Updated on 2023-12-21 GMT+08:00

Creating a DLI Table and Associating It with HBase

Function

This statement is used to create a DLI table and associate it with an existing HBase table.

In Spark cross-source development scenarios, there is a risk of password leakage if datasource authentication information is directly configured. You are advised to use the datasource authentication provided by DLI.

For details about datasource authentication, see Introduction to Datasource Authentication.

Prerequisites

  • Before creating a DLI table and associating it with HBase, you need to create a datasource connection. For details about operations on the management console, see Enhanced Datasource Connection.
  • Ensure that the /etc/hosts information of the master node in the MRS cluster is added to the host file of the DLI queue.

    For details about how to add an IP-domain mapping, see Enhanced Datasource Connections in the Data Lake Insight User Guide.

  • The syntax is not supported for security clusters.

Syntax

  • Single row key
    1
    2
    3
    4
    5
    6
    7
    8
    9
    CREATE TABLE [IF NOT EXISTS] TABLE_NAME (
      ATTR1 TYPE,
      ATTR2 TYPE,
      ATTR3 TYPE)
      USING [CLOUDTABLE | HBASE] OPTIONS (
      'ZKHost'='xx',
      'TableName'='TABLE_IN_HBASE',
      'RowKey'='ATTR1',
      'Cols'='ATTR2:CF1.C1, ATTR3:CF1.C2');
    
  • Combined row key
    1
    2
    3
    4
    5
    6
    7
    8
    9
    CREATE TABLE [IF NOT EXISTS] TABLE_NAME (
      ATTR1 String,
      ATTR2 String,
      ATTR3 TYPE)
      USING [CLOUDTABLE | HBASE] OPTIONS (
      'ZKHost'='xx',
      'TableName'='TABLE_IN_HBASE',
      'RowKey'='ATTR1:2, ATTR2:10',
      'Cols'='ATTR2:CF1.C1, ATTR3:CF1.C2'
    

Keyword

Table 1 CREATE TABLE parameter description

Parameter

Description

USING [CLOUDTABLE | HBASE]

Specify the HBase datasource to CLOUDTABLE or HBASE. The value is case insensitive.

ZKHost

ZooKeeper IP address of the HBase cluster.

Before obtaining the ZooKeeper IP address, you need to create a datasource connection first.For details about operations on the management console, see Enhanced Datasource Connections.

  • Access the CloudTable cluster and enter the ZooKeeper IP address (internal network).
  • To access the MRS cluster, enter the IP address of the node where the ZooKeeper is located and the external port number of the ZooKeeper.

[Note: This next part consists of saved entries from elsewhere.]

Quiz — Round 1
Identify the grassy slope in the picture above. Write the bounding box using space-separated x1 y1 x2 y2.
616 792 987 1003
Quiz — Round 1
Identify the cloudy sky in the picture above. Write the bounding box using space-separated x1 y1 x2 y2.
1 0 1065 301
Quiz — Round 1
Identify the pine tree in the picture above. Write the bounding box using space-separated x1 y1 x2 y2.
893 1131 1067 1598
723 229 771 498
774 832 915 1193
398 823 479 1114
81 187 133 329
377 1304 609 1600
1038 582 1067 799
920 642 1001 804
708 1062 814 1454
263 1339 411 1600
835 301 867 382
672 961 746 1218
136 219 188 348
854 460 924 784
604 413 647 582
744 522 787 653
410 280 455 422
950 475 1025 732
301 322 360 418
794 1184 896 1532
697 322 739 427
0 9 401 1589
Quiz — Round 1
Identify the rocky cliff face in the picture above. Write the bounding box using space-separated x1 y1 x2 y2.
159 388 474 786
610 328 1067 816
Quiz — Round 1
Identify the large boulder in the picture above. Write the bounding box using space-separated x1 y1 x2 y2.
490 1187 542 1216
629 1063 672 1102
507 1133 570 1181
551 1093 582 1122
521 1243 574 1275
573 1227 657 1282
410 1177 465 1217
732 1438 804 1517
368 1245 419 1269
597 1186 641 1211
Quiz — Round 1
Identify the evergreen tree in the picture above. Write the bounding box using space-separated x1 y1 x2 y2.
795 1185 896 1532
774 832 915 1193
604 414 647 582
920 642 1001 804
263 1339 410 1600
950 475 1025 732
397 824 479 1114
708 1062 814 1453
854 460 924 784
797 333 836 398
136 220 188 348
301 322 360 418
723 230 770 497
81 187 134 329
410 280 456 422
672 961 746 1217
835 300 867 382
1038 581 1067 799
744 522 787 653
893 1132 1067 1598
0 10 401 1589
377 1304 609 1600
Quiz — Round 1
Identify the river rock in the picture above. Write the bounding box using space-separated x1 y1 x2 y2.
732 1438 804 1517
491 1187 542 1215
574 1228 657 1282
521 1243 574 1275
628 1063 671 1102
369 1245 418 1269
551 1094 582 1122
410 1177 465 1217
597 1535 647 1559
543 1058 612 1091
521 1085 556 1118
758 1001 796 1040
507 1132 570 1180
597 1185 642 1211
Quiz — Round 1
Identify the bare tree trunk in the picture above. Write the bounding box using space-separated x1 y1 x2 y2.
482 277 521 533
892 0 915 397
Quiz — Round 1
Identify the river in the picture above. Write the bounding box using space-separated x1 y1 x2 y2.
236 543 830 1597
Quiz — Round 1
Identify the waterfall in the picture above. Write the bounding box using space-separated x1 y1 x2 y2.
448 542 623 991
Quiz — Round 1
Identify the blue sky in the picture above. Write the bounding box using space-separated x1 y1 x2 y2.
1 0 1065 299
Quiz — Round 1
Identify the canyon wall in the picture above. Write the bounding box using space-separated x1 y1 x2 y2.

The format is ZK_IP1:ZK_PORT1,ZK_IP2:ZK_PORT2.
NOTE:

To connect to an MRS cluster, you can create an enhanced datasource connection and configure host information. For details about operations on the management console, see Enhanced Datasource Connection. For related API reference, see Creating an Enhanced Datasource Connections.

TableName

Specifies the name of a table that has been created in the HBase cluster.

RowKey

Specifies the row key field of the table connected to DLI. The single and composite row keys are supported. A single row key can be of the numeric or string type. The length does not need to be specified. The composite row key supports only fixed-length data of the string type. The format is attribute name 1:Length, attribute name 2:length.

Cols

Provides mappings between fields in the DLI table and columns in the HBase table. The mappings are separated by commas (,). In a mapping, the field in the DLI table is located before the colon (:) and information about the HBase table follows the colon (:). In the HBase table information, the column family and column name are separated using a dot (.).

Precautions

  • If the to-be-created table exists, an error is reported. To avoid such error, add IF NOT EXISTS in this statement.
  • All parameters in OPTIONS are mandatory. Parameter names are case-insensitive, while parameter values are case-sensitive.
  • In OPTIONS, spaces are not allowed before or after the value in the quotation marks because spaces are also considered as a part of the value.
  • Descriptions of table names and column names support only string constants.
  • When creating a table, specify the column name and the corresponding data types. Currently, supported data types include Boolean, short, int, long, float, double, and string.
  • The value of row key (for example, ATTR1) cannot be null, and its length must be greater than 0 and less than or equal to 32767.
  • The total number of fields in Cols and row key must be the same as that in the DLI table. Specifically, all fields in the table are mapped to Cols and row key without sequence requirements specified.
  • The combined row key only supports data of the string type. If the combined row key is used, the length must follow each attribute name. If only one field is specified as the row key, the field type can be any supported data type and you do not need to specify the length.
  • If the combined row key is used:
    • When the row key is inserted, if the actual attribute length is shorter than the specified length when the attribute is used as the row key, add \0 after the attribute. If it is longer, the attribute will be truncated when it is inserted into HBase.
    • When reading the row key field in HBase, if the actual data length of an attribute is shorter than that specified when the attribute is used as the row key, an error message (OutofBoundException) is reported. If it is longer, the attribute will be truncated during data reading.

Example

1
2
3
4
5
6
7
8
9
CREATE TABLE test_hbase(
ATTR1 int,
ATTR2 int,
ATTR3 string)
using hbase OPTIONS (
'ZKHost'='to-hbase-1174405101-CE1bDm5B.datasource.com:2181',
'TableName'='HBASE_TABLE',
'RowKey'='ATTR1',
'Cols'='ATTR2:CF1.C1, ATTR3:CF1.C2');